Nel ruolo dell’anticonformista partner di Strasmore, Joe Krutel, a Rob Corddry non viene dato abbastanza da fare oltre a scherzare argutamente con Johnson. Dovrebbe essere il ruba-scena di “Ballers”, simile a Jeremy Piven in “Entourage”, ma ottiene a malapena una sua storyline nella stagione 2.
Non è solo; il tempo sullo schermo senza Johnson sembra essere stato indiscriminatamente diviso tra un gruppo di personaggi che semplicemente non si registrano. Anche se più brizzolato e dalla voce grave che mai, Garcia è irrilevante. I regolari della serie Omar Miller, Troy Garity, Dulé Hill e Donovan W. Carter sono mescolati da una storia di serie B dimenticabile all’altra. London Brown, che nella prima stagione era almeno un buon nemico per Johnson come un problematico attaccabrighe di uno dei clienti principali di Strasmore, continua ad avere un tempo significativo sullo schermo anche se la risoluzione del loro problema lo rende molto meno convincente.

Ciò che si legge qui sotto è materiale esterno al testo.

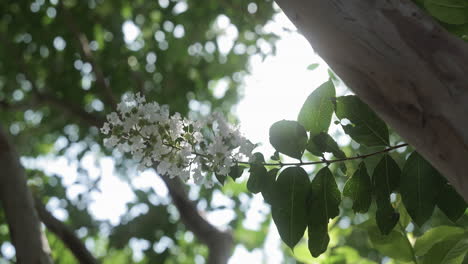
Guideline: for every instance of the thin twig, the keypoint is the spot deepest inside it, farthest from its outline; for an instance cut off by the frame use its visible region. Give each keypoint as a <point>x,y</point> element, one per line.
<point>323,161</point>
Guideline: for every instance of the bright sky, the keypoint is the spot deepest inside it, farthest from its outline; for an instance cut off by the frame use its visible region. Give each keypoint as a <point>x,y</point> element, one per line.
<point>274,91</point>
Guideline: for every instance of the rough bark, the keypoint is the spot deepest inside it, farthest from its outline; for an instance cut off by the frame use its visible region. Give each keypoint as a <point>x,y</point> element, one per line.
<point>30,244</point>
<point>404,65</point>
<point>218,242</point>
<point>65,234</point>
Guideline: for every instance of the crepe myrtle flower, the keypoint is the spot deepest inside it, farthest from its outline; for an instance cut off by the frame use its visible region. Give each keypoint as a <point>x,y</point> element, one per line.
<point>179,147</point>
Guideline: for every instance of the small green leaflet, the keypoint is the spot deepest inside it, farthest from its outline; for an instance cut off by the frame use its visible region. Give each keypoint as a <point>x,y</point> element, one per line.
<point>419,188</point>
<point>449,251</point>
<point>289,204</point>
<point>366,127</point>
<point>433,236</point>
<point>316,112</point>
<point>313,66</point>
<point>453,12</point>
<point>258,173</point>
<point>289,138</point>
<point>386,179</point>
<point>386,218</point>
<point>451,203</point>
<point>221,178</point>
<point>324,204</point>
<point>323,142</point>
<point>236,171</point>
<point>393,245</point>
<point>268,189</point>
<point>359,189</point>
<point>257,178</point>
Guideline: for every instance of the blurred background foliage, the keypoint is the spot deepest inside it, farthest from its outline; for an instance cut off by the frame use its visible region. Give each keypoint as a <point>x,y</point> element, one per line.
<point>65,64</point>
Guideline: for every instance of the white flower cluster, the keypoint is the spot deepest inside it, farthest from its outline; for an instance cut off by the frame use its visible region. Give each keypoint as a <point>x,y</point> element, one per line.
<point>178,146</point>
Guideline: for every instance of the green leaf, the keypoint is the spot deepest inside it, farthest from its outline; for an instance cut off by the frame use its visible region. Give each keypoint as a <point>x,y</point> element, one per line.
<point>316,112</point>
<point>318,237</point>
<point>366,127</point>
<point>405,218</point>
<point>433,236</point>
<point>324,204</point>
<point>268,189</point>
<point>448,11</point>
<point>313,66</point>
<point>258,177</point>
<point>451,203</point>
<point>386,218</point>
<point>289,204</point>
<point>386,178</point>
<point>394,245</point>
<point>451,251</point>
<point>359,189</point>
<point>419,187</point>
<point>289,138</point>
<point>323,142</point>
<point>221,178</point>
<point>236,171</point>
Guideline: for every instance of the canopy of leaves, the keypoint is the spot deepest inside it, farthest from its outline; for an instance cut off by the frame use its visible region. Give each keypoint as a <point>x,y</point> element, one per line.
<point>65,64</point>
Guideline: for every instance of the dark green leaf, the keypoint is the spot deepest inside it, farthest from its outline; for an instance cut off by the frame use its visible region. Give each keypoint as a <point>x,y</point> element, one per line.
<point>275,156</point>
<point>451,203</point>
<point>435,235</point>
<point>366,127</point>
<point>313,66</point>
<point>386,218</point>
<point>324,204</point>
<point>419,187</point>
<point>318,237</point>
<point>257,178</point>
<point>268,190</point>
<point>289,138</point>
<point>393,245</point>
<point>289,204</point>
<point>236,171</point>
<point>323,142</point>
<point>450,251</point>
<point>359,189</point>
<point>316,112</point>
<point>221,178</point>
<point>448,11</point>
<point>386,178</point>
<point>257,158</point>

E quello che dovrebbe essere un veicolo di rottura per John David Washington, che ha l’aspetto e il fascino del suo leggendario padre Denzel, come un ricevitore di talento ma emotivamente irregolare, semplicemente non lo è, anche se può essere l’unico esempio di un personaggio che sembra più interessante nella seconda stagione. Le sue noiose lotte di relazione sono state scambiate per una trama più avvincente sull’essere corteggiato da varie squadre nell’agenzia libera, catturando piacevolmente l’assurdità di quanto eccessivamente lo sport professionistico indulga nel reclutamento degli atleti.
E per quanto riguarda i personaggi femminili di “Ballers”, non c’è abbastanza per criticare.
“Ballers” dovrebbe essere il tipo di spettacolo in cui gli spettatori vengono per Johnson ma rimangono per almeno un personaggio da qualche esilarante assortimento di opzioni. Ma l’unico che si avvicina a qualificarsi è Corddry.
Se ci sarà una terza stagione, la HBO potrebbe prendere spunto da “It’s Always Sunny in Philadelphia” e portare in scena uno squillo a metà corsa come la serie FX ha fatto con Danny DeVito. Un suggerimento: trovare un modo per scrivere di più per Christopher McDonald, che interpreta un astuto proprietario della squadra. Merita più dei 60 secondi che ottiene nei primi cinque episodi della stagione.
Pensate a “Ballers” come ad una squadra di .500 nella classifica delle commedie della TV, il che non significa che sia un brutto show. Al contrario, ciò che è frustrante è come sembra solo un nuovo giocatore o due a un record vincente.